Justice, rumeur et vérité

Mercredi 28 Février 2018

La rumeur et la calomnie sont bien des maux de notre temps. Non pas que les exemples manquent, à travers l’histoire, de personnages sacrifiés au totem des préjugés, de puissants courtisans déchus de toute fonction après avoir été calomniés, ou même de simples anonymes brisés par la médisance de leurs voisins. Mais il faut bien avouer que le monde va plus vite, que la planète entière est connectée et que tout un chacun peut désormais avoir un avis sur tout et le faire connaître à tous. En conséquence, la rumeur va plus vite et fait plus de dégâts. Elle se propage comme une traînée de poudre et se joue des frontières, alors que la justice est lente et s’arrête là où finit l’Etat.
Aujourd’hui plus que jamais auparavant, c’est donc d’abord devant le tribunal des médias et des réseaux sociaux que les coupables comme les innocents sont condamnés. La rumeur, voyeuse et désinvolte, s’est en quelque sorte substituée à la justice, aveugle et intransigeante. Nous, simples justiciables, n’y avons pas gagné au change.  Car, sous le règne de la rumeur, la justice et sa quête de vérité n’existent plus. Il n’y a plus que la colère ou l’enthousiasme, la vengeance ou le désir. La rumeur est passion volage quand la justice doit-être de marbre. Elle travestit la voix du peuple en une ignoble cacophonie. Et quand elle étend son emprise, la vox populi n’a plus rien d’une vox Dei. Elle devient au contraire le cri sourd d’un pays enchaîné à ses mensonges et à ses fausses certitudes. Car une nation où la rumeur guide la Justice est en perdition, livrée aux démons, non pas du peuple, cette abstraction qui nous unit, mais d’une foule anonyme qui s’entre-déchire. Le règne de la rumeur, avec son cortège de dénonciations, de procès en réputation et de chantages, signe la défaite de la raison et la victoire de nos bas instincts. Il marque aussi notre incapacité à vivre ensemble et à fraterniser malgré nos différences.
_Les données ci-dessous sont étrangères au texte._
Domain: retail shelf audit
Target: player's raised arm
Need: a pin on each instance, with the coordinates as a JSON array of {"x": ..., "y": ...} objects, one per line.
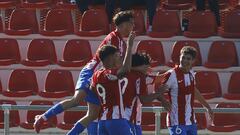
[{"x": 128, "y": 56}]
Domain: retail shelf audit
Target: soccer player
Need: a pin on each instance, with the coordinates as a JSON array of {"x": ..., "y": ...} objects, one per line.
[
  {"x": 136, "y": 92},
  {"x": 106, "y": 83},
  {"x": 182, "y": 92},
  {"x": 124, "y": 25}
]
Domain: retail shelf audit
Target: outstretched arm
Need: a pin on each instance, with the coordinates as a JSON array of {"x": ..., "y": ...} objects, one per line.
[
  {"x": 201, "y": 99},
  {"x": 127, "y": 62}
]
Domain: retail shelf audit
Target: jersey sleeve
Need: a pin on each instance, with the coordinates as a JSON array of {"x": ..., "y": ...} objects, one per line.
[
  {"x": 111, "y": 75},
  {"x": 143, "y": 86}
]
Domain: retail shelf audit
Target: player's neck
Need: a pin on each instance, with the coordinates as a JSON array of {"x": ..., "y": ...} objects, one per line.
[
  {"x": 184, "y": 69},
  {"x": 121, "y": 32}
]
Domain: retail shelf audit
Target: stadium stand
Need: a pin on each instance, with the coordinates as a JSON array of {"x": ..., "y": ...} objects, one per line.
[
  {"x": 230, "y": 28},
  {"x": 22, "y": 22},
  {"x": 233, "y": 87},
  {"x": 201, "y": 29},
  {"x": 178, "y": 45},
  {"x": 208, "y": 84},
  {"x": 98, "y": 26},
  {"x": 28, "y": 124},
  {"x": 166, "y": 24},
  {"x": 60, "y": 29},
  {"x": 222, "y": 54},
  {"x": 9, "y": 51},
  {"x": 22, "y": 83},
  {"x": 35, "y": 3},
  {"x": 14, "y": 115},
  {"x": 76, "y": 53},
  {"x": 225, "y": 122},
  {"x": 70, "y": 117},
  {"x": 41, "y": 52},
  {"x": 154, "y": 49},
  {"x": 54, "y": 89},
  {"x": 178, "y": 4},
  {"x": 54, "y": 27}
]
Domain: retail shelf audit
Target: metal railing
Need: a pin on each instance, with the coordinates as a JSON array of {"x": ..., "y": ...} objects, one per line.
[{"x": 157, "y": 110}]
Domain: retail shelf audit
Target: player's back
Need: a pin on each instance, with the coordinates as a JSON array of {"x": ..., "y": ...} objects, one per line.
[{"x": 106, "y": 85}]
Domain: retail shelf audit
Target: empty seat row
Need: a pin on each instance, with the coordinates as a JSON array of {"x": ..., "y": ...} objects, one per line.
[
  {"x": 23, "y": 83},
  {"x": 222, "y": 122},
  {"x": 39, "y": 4},
  {"x": 77, "y": 52},
  {"x": 165, "y": 24},
  {"x": 222, "y": 54},
  {"x": 168, "y": 4},
  {"x": 41, "y": 52},
  {"x": 69, "y": 118}
]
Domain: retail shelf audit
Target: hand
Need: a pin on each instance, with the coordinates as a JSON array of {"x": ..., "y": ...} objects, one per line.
[
  {"x": 166, "y": 105},
  {"x": 38, "y": 123},
  {"x": 210, "y": 112},
  {"x": 162, "y": 88},
  {"x": 131, "y": 38}
]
Mais il ne suffit pas d’en faire le constat. Encore faut-il comprendre que le seul moyen de faire taire une rumeur est de faire éclater la vérité au grand jour. Et c’est ici que l’actualité vient en renfort : l’affaire Taoufik Bouachrine qui agite en ce moment toutes les rédactions de ce pays est un test de plus pour la justice marocaine. Il est certes encore trop tôt pour se solidariser ou prendre ses distances avec le directeur d’Akhbar Al-Yaoum et Al-Yaoum 24.
Nous devons, sur ce chapitre, nous borner à rappeler l’évidence : malgré la gravité des accusations et jusqu’à preuve du contraire, Bouachrine reste innocent.
Par contre, nous ne pouvons nous taire sur le premier doute qui a assailli nombre d’entre nous : le journaliste fait-il les frais d’un coup monté ? L’existence même de ce soupçon révèle l’ampleur du discrédit qui touche notre système judiciaire et le manque de confiance dont il pâtit. De fait, au-delà de l’avenir personnel du principal concerné, « le cas Bouachrine », avec tout son potentiel de nuisance médiatique, est l’occasion pour la Justice marocaine de redorer son blason, elle dont l’image est déjà passablement écornée par le procès fleuve des militants du Hirak et la stérilité des audiences qui y sont tenues. Dans « l’affaire Bouachrine », ce n’est visiblement pas la sécurité de l’Etat qui est en jeu et, contrairement à d’autres procès de journalistes ou à celui du Hirak, aucune justice d’exception ne peut ici se justifier. La vérité doit éclore, lumineuse, pure et entière, et non pas obscure, tronquée ou souillée de l’immonde sceau de la rumeur. La vérité, toute la vérité, rien que la vérité. Ni plus, ni moins… Parce que nous ne pouvons plus nous suffire de demi-mensonges et de faux-semblants, parce que la justice est rendue au nom du roi et que la confiance en nos institutions est la première des allégeances, notre système judiciaire doit se montrer à la hauteur du cas Bouachrine et le traiter dans la plus grande neutralité, loin de toute manipulation politique.